Durm German Lemmatizer v1.0 Released

I'm happy to announce the first public release of our free/open source Durm Lemmatization System for the German language.

The release comes with source code, binaries, documentation, resources (German lexicon, Case Tagger probabilities), and manually annotated texts from the German Wikipedia for evaluation.

The Durm German Lemmatization System consists of a number of GATE components and resources that perform morphological analysis and lemmatization for German nouns. It includes:
o The Case Tagger, which adds case information (Nominativ, Genitiv, Dativ, Akkusativ) to nouns;
o The POS-based Number Tagger, which adds number information (singular, plural);
o The Morphological Analyzer, which classifies nouns into morphological classes;
o The Lemmatizer, which annotates nouns with their lemma.

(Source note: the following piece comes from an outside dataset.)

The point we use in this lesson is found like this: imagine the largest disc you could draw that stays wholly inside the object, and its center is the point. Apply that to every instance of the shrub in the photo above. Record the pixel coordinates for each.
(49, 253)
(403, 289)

Additionally, it comes with two main resources:
o Case Tagger Probabilities, a set of resource files with statistical information for the HMM module
o German Lexicon, an automatically created and updated German lexicon containing lemma, number, and case information for nouns.

The Durm Lemmatizer has been developed by Praharshana Perera within René Witte's Text Mining Group at the IPD, Universität Karlsruhe, Germany. All components, as well as the lexicon, are distributed as free/open source software under the GNU GPL license.

For the motivation and theoretical background behind this system have a look at our paper A Self-Learning Context-Aware Lemmatizer for German.